Main repository for the data.gov service
https://data.gov
Other
634 stars 100 forks source link

Dataset deleted from harvest source does not get deleted on catalog #3239

Open FuhuXia opened 3 years ago

FuhuXia commented 3 years ago

User reports dataset stays on catalog even it was absent on harvest source.

How to reproduce

https://admin-catalog-next.data.gov/dataset/south-carolina-marine-bird-density

Expected behavior

404

Actual behavior

not 404 on admin site.

It was manually deleted upon user request. So on the public site, https://catalog.data.gov/dataset/south-carolina-marine-bird-density is 404 now.

Sketch

[Notes or a checklist reflecting our understanding of the selected approach]

FuhuXia commented 3 years ago

Even though issue #2981 found specific (so far) to data.json harvest source can create same sticky datasets, on the backend it is different issue.

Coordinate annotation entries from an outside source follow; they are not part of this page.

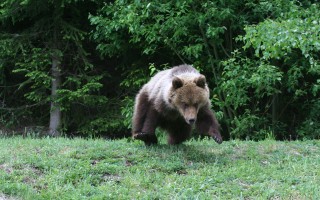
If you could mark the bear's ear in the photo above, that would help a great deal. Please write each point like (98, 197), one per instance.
(201, 81)
(177, 82)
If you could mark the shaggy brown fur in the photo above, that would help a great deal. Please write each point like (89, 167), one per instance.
(174, 100)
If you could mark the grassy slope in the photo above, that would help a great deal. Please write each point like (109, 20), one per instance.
(98, 169)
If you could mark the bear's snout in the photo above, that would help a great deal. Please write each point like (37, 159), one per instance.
(192, 121)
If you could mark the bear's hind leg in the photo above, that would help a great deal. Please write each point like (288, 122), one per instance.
(145, 120)
(208, 124)
(148, 133)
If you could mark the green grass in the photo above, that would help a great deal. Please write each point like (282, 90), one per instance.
(99, 169)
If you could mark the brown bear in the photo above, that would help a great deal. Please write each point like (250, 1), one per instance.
(174, 100)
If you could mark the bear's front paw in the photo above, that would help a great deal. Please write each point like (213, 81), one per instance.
(217, 138)
(148, 138)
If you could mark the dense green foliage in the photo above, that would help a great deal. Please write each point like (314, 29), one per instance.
(261, 60)
(98, 169)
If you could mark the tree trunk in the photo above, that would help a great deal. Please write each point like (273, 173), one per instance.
(55, 112)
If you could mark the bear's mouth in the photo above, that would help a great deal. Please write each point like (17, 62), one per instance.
(191, 121)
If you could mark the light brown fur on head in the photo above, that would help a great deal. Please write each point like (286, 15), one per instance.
(188, 95)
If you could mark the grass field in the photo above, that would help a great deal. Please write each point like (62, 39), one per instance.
(98, 169)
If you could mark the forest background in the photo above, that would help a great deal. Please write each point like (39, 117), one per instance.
(73, 67)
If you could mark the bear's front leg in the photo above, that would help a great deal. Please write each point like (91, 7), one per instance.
(148, 125)
(208, 124)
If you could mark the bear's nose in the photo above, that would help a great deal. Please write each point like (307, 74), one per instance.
(191, 121)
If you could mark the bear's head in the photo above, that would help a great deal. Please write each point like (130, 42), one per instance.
(188, 94)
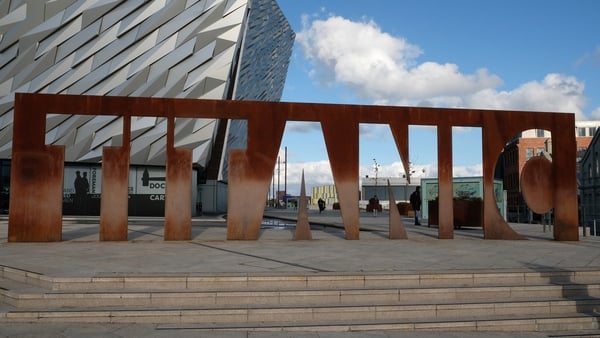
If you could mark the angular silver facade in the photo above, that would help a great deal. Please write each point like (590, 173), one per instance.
(214, 49)
(190, 49)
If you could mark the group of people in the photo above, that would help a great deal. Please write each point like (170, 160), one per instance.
(415, 202)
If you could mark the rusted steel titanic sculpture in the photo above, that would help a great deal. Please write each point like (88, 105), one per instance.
(37, 169)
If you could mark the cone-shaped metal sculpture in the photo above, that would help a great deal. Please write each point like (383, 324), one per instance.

This dataset has a HO link in the DB, even it does not show on the UI. In the harvest_object table it shows the dataset was harvested from a harvest source with a weekly schedule, three months later it gets an error during anther harvest job, then it stays that way for a few months until it was manually deleted today.

-[ RECORD 1 ]-----+-------------------------------------
id                | cb2166d8-1a45-418f-b924-66f64fb78a57
guid              | gov.noaa.nmfs.inport:56825
gathered          | 2021-02-02 17:23:36.074109
fetch_finished    |
state             | ERROR
harvest_job_id    | 6687b6a6-7d5b-46f8-8029-380a4c170652
harvest_source_id | c0121fd9-df15-4168-ac04-42f6e36a794d
-[ RECORD 2 ]-----+-------------------------------------
id                | f34cdba2-3fb6-4a04-8270-4f908bf1c162
guid              | gov.noaa.nmfs.inport:56825
gathered          | 2020-11-11 17:17:06.989651
fetch_finished    | 2020-11-12 10:25:38.551609
state             | COMPLETE
harvest_job_id    | f1ab16e6-6a18-4159-b38c-0442ef8793e3
harvest_source_id | c0121fd9-df15-4168-ac04-42f6e36a794d
FuhuXia commented 3 years ago

Dataset south-carolina-marine-bird-density is not a good demo any more since it was manually deleted, but I think we can find other dataset in the same harvest source that can be used to demo the issue.